Filiación divina y apostolado

En el salmo II recordamos cada semana el fundamento divino de nuestro apostolado: Filius meus es tu (...) Postula a me, et dabo tibi gentes hereditatem tuam. Nuestro Padre Dios está esperando que le pidamos –con audacia y magnanimidad de hijos pequeños– para darnos el mundo entero. Esa confianza filial nos impulsará a ser más generosos en la oración y mortificación por el apostolado, siguiendo el ejemplo de Cristo. El secreto de nuestra eficacia radica en nuestra filiación divina.

Para el apostolado, ninguna roca más segura que la filiación divina (cfr. Crónica, 1969, p. 301). Por eso nuestro Padre escribía: Al quererte apóstol, te ha recordado el Señor, para que nunca lo olvides, que eres “hijo de Dios” (Camino, n. 919). El sabernos hijos de Dios nos hace ser audaces en el momento de hablar a nuestros amigos de su vocación a la santidad.

El bien es difusivo de sí.
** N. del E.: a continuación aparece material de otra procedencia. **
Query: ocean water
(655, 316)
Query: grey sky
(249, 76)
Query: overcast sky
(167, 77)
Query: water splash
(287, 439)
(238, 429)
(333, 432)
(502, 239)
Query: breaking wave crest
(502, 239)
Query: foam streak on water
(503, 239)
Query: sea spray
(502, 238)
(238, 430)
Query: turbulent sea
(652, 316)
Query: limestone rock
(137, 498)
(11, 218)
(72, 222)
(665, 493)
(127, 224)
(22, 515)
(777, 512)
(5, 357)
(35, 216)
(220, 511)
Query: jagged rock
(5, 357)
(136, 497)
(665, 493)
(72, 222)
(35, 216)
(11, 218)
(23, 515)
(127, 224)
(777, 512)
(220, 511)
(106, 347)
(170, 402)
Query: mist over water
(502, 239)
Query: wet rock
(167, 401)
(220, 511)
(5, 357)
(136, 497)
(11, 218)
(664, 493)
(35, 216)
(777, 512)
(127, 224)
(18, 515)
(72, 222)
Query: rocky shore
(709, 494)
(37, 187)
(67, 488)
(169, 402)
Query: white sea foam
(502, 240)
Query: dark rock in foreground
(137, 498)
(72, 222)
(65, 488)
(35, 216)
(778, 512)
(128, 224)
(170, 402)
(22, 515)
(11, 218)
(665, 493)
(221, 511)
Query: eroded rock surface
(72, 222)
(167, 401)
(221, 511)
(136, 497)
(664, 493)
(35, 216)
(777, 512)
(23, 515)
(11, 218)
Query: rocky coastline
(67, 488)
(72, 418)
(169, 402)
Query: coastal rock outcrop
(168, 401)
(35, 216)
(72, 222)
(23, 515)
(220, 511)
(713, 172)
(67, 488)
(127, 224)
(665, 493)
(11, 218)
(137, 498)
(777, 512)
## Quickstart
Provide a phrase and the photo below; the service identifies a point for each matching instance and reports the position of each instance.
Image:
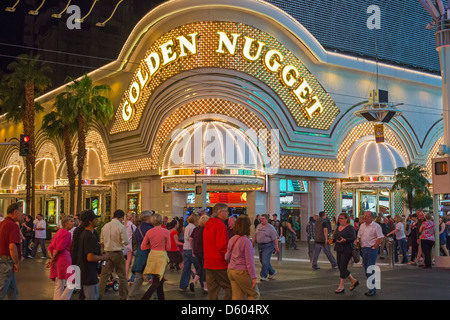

Por eso, es natural que la conciencia de nuestra filiación divina nos impulse a ayudar a nuestros amigos, para que también ellos descubran ese mediterráneo. Padre –me decía aquel muchachote (¿qué habrá sido de él?), buen estudiante de la Central–, pensaba en lo que usted me dijo... ¡que soy hijo de Dios!, y me sorprendí por la calle, 'engallado' el cuerpo y soberbio por dentro... ¡hijo de Dios! (Camino, n. 274). Ayudar a nuestros amigos a reconocer su filiación divina no sólo con la palabra, sino con el ejemplo de nuestra alegría, de nuestra serenidad, de nuestra seguridad: En virtud del Bautismo, que nos configura con Cristo, todos los cristianos estamos llamados a hacer presente entre los hombres el rostro misericordioso de Dios Padre (Del Padre, carta, V-1999).

Cfr. Crónica XI-1986, pp. 1155-1158; D. Alvaro, Cartas de familia (1), n. 370; CEC, nn. 851, 858, 859, 864.